The breaking news reported that France’s government had refused to supply arms to the Republic. No one had expected anything from Great Britain, but the French were their next-door neighbors, a sister government to the Popular Front. Everyone still recalled the words of Dolores Ibárruri, a woman raised in the mines of the Basque lands. At the last Communist meeting held in Paris’s Vélodrome d’Hiver, she had spoken up in her deep voice of a miner’s wife and daughter, and said: “You must help the Spanish people. Today it’s us, but your turn will come tomorrow. We need rifles and canons in order to defeat the Fascism on our common borders.”
They decided not to listen to her.
Chapter Fifteen
Deserted roads. Abandoned homes. Windows barred and doors bolted shut. Herds of stray cows wandering aimlessly through the streets. A ghost town. The type of place where common sense would tell you to stop the car and head back the other way.
They had left Madrid at the break of dawn, well prepared with their press identifications and documents of safe conduct, heading to the Republican headquarters in Montoro, not far from Córdoba, which took them three days by car. From there they continued onto Cerro Muriano. The day smelled of molasses, with a lukewarm sun that stewed the walls of the houses and the blood on the geraniums that decorated the balconies. It was one of those days when the war machinery stops for a few minutes before it starts up again at full force. Gerda and Capa also stopped to drink water from the fountain, taking advantage of the respite to sit down on a doorstep and ask themselves w
hat the hell had happened there that there was no one left. There weren’t any signs of violence. No broken windows. No burned crops. But in the plaza, the only thing you could hear were the disoriented bells of the goats. Everyone had fled. Men, women, and children. By foot, on the backs of mules, by car…

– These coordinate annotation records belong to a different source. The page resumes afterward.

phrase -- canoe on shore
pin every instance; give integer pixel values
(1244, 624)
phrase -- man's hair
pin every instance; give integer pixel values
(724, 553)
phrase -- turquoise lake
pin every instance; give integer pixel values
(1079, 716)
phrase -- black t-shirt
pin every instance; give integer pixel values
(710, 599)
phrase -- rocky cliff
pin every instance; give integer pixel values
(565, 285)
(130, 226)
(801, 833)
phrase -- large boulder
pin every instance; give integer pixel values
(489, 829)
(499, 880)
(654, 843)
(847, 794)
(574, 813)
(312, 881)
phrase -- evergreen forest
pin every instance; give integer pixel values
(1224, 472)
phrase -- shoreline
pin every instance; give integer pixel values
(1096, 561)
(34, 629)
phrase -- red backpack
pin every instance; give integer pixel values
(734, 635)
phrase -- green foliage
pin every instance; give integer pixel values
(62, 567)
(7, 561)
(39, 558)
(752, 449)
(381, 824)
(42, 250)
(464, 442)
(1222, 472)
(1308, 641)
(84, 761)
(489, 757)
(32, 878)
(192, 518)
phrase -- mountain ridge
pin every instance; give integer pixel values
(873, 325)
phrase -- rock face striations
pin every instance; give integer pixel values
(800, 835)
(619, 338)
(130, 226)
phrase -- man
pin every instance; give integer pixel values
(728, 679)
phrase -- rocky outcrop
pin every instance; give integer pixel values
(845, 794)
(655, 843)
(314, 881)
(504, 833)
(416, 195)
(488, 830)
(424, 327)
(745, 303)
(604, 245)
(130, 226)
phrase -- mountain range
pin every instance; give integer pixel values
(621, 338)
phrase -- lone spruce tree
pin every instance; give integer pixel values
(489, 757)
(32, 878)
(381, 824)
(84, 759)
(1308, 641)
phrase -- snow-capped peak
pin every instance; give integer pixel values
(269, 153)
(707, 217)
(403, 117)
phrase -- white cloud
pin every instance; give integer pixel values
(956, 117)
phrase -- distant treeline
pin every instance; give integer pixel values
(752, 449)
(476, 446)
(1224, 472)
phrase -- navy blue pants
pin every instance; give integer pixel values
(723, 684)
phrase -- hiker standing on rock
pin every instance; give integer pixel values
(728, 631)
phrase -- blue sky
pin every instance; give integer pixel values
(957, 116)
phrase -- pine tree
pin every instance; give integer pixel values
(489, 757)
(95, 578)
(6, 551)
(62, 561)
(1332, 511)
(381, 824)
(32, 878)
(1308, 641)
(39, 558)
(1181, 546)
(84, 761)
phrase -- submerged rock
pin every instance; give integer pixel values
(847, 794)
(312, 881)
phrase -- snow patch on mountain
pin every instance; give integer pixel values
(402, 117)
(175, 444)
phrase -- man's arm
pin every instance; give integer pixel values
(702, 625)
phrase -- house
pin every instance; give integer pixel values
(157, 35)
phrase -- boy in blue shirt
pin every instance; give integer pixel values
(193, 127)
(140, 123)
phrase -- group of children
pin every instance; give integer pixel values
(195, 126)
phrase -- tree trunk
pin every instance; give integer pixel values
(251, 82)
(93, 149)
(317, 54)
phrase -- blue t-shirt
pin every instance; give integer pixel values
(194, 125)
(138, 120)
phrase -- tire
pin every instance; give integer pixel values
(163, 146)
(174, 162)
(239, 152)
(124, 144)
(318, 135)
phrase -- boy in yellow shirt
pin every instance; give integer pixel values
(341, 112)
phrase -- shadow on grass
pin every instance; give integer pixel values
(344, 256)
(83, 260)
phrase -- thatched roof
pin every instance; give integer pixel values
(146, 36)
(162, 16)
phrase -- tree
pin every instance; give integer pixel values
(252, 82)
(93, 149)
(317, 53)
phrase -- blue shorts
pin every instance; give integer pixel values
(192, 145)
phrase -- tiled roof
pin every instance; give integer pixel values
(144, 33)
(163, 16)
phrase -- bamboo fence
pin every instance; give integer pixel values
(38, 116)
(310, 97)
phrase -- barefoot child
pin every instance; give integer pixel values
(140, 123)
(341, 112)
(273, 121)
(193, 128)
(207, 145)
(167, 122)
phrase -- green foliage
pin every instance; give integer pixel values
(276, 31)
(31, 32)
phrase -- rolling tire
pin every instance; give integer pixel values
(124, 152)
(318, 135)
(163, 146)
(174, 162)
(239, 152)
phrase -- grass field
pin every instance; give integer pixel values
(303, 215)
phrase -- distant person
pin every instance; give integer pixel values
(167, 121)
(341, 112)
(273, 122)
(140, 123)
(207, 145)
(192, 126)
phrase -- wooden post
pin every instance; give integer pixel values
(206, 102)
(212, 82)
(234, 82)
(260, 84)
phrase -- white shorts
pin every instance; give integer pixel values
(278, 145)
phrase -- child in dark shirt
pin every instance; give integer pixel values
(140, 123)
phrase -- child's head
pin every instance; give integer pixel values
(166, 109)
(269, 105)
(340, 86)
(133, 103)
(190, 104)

Only a few hours before, the insurgent general Queipo de Llano had sworn over the radio that his men would soon be arriving to declare their right to droit de seigneur.
People believe that the most devastating part of a war are the corpses with their guts out in the open, the puddles of blood, and all that you can capture at first glance. But sometimes the horror is off to the side, in the lost look on the face of a woman who’s just been raped, as she limps away alone within the ruins, trying to keep her head down. Gerda and Capa were not aware of this yet. They were too young. And that was their first conflict. They still believed war had its romantic side.
First thing in the morning, the German reporters Hans Namuth and Georg Reisner, who also contributed content to Vu magazine and Alliance Photo, along with the Austrian journalist Franz Borkenau, had managed to photograph the terrified exodus of Cerro Muriano’s inhabitants under a sky filled with Francoist planes while Queipo de Llano continued to harass women over the radio. There was nothing that ticked Capa off more than arriving at places after others had already been there. But during wartime, it’s never clear what came before or what came after.
They left their car in the town and continued walking along the highway, following the indications on the map to the place where they had been told a militiawoman from the CNT was camping out. Along the way, they took photographs of the last villagers that had lagged behind. Silent faces, women carrying their children in their arms, elderly couples with bloodshot eyes, constantly looking back. The look that Lot’s wife wore before she turned into a pillar of salt. People who flee.